On the other hand, some runners love the challenge of a good hill. Unfortunately, many waste so much energy blasting uphill that they burn through a significant amount their fuel. The pushing and pulling and straining are the perfect ingredients for muscle strain. And, downhill running (the seemingly easy part) is where the most impact occurs and has the greatest potential for injury.
More: Hill Running Made Easy
But, you don't have to dread hills. With ChiRunning, they can become your ally.

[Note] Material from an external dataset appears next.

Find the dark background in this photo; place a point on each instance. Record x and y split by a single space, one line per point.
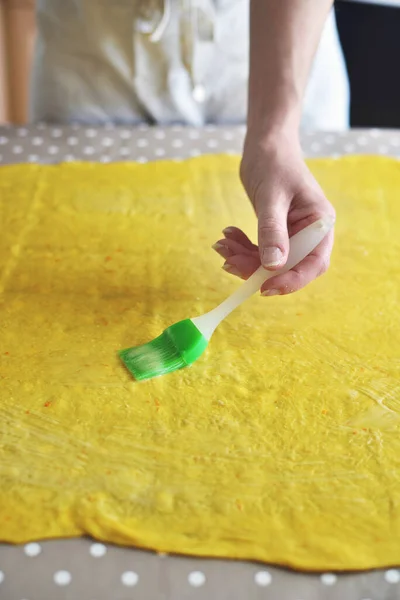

Please note: If you're new to ChiRunning, we don't recommend trying to learn it on hills. You're going to break a few ChiRunning rules on the hills, so it's best to practice it correctly on flat ground first.
Uphill Running Technique
It all starts with your mindset. Running uphill doesn't require force or strength; in fact, you should try to expend as little energy as possible. The trick is learning to rely more on your technique so you can rely less on muscle strength. Here are a few form tips to follow:
- Engage your core and keep your posture straight but forward. Lean into the hill.
- Shorten your stride and land with your feet under your hips.
- Swing your arms higher in front of you.
- Focus on breathing and expand your chest cavity.
- Think of floating up the hill, like you're a balloon.
Running uphill this way will likely decrease your speed, but don't let that turn you off to this approach. It will save you energy, reduce your risk of injury and you'll be able to make up that lost speed on the downhill.